Submitted by Brendan Fischer on May 14, 2011 - 8:26am
While a transnational corporation asserts its "right" to extract gold from El Salvador under the Central American Free Trade Agreement (CAFTA), a grassroots anti-mining movement fights for self-determination and its leaders are turning up dead. In recent weeks, death threats have also been sent to radio journalists at Radio Victoria, the sister radio station to Madison, Wisconsin's WORT-FM.
For almost ten years, the Canadian mining company Pacific Rim has been seeking to exploit El Salvador's gold resources. The corporation has encountered a surprising level of grassroots and political opposition as Salvadorans recognize the risks that cyanide-dependent gold mining pose to the environment and public health. Located near Pacific Rim's proposed mine, Radio Victoria has given voice to the anti-mining struggle in its reporting on community issues.

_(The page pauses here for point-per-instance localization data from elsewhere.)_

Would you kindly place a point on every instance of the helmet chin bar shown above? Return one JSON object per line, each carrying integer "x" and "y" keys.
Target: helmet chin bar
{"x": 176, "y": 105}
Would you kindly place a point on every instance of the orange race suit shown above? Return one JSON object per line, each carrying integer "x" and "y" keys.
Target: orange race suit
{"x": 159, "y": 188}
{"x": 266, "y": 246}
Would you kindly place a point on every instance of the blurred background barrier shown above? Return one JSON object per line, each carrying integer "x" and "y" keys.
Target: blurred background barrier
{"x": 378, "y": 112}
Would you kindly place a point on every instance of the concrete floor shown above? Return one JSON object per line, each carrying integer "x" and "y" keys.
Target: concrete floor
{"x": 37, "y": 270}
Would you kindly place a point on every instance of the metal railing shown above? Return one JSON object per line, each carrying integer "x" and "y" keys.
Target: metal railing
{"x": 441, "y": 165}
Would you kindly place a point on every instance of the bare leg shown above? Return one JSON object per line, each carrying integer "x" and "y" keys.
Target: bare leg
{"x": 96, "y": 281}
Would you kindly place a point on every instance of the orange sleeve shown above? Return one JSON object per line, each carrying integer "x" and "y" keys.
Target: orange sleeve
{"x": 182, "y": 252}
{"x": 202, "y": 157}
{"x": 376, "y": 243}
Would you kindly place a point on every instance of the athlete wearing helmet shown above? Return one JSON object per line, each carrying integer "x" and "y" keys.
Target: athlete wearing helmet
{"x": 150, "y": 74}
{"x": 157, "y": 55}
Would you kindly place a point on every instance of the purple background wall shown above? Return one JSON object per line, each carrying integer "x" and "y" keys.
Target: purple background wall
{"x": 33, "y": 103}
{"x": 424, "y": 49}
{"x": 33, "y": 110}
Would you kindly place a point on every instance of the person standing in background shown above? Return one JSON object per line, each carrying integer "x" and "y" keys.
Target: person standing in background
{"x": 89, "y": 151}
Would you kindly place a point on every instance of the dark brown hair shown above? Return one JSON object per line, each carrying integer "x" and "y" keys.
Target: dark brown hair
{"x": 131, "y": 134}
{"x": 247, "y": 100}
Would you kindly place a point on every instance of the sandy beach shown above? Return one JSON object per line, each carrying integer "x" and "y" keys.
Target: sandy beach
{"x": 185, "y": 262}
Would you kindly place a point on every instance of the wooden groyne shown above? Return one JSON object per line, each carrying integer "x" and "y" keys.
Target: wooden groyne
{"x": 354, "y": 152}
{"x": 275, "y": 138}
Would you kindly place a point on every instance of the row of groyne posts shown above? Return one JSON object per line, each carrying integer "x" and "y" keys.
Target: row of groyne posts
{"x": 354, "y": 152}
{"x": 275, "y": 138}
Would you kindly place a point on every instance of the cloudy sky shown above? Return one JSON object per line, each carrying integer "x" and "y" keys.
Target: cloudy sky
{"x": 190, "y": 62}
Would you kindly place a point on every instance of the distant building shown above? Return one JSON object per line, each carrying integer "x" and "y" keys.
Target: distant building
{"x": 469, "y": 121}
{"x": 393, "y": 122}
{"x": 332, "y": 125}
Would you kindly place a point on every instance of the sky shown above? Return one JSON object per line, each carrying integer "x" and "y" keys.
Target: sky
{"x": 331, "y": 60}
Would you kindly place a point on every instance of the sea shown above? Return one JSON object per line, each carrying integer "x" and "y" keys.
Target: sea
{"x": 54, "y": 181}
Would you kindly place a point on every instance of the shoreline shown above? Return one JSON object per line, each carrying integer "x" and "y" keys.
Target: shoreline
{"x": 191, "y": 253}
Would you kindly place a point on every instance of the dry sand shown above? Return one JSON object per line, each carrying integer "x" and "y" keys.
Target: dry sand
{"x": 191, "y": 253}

During the early hours of Saturday April 30, 2011, a note was slipped under Radio Victoria´s front entrance threatening the lives of three employees. On the evening of May 2nd, threats were sent to two Radio Victoria journalists via text messages, including threats to one journalist's three-year-old daughter. Journalists also reported intimidation in the form of late night visits to their homes, many of which are located in very isolated and vulnerable rural areas. More threats were sent after a May 4 press conference. Update: on May 16, another set of threats was texted to a Radio Victoria reporter and a truck full of men visited his rural community and inquired into his whereabouts.
"This is not the first time Radio Victoria journalists have been threatened, and it probably won't be the last time," says Norm Stockwell, Operations Director for Madison, Wisconsin's WORT-FM, the sister station to Radio Victoria. "Radio Victoria journalists have won multiple awards for their coverage, both in El Salvador and from international bodies," he says, but have also faced years of intimidation and sabotage. The death threats last intensified in 2009, the same year three anti-mining leaders were murdered, and just after Pacific Rim initiated its CAFTA suit.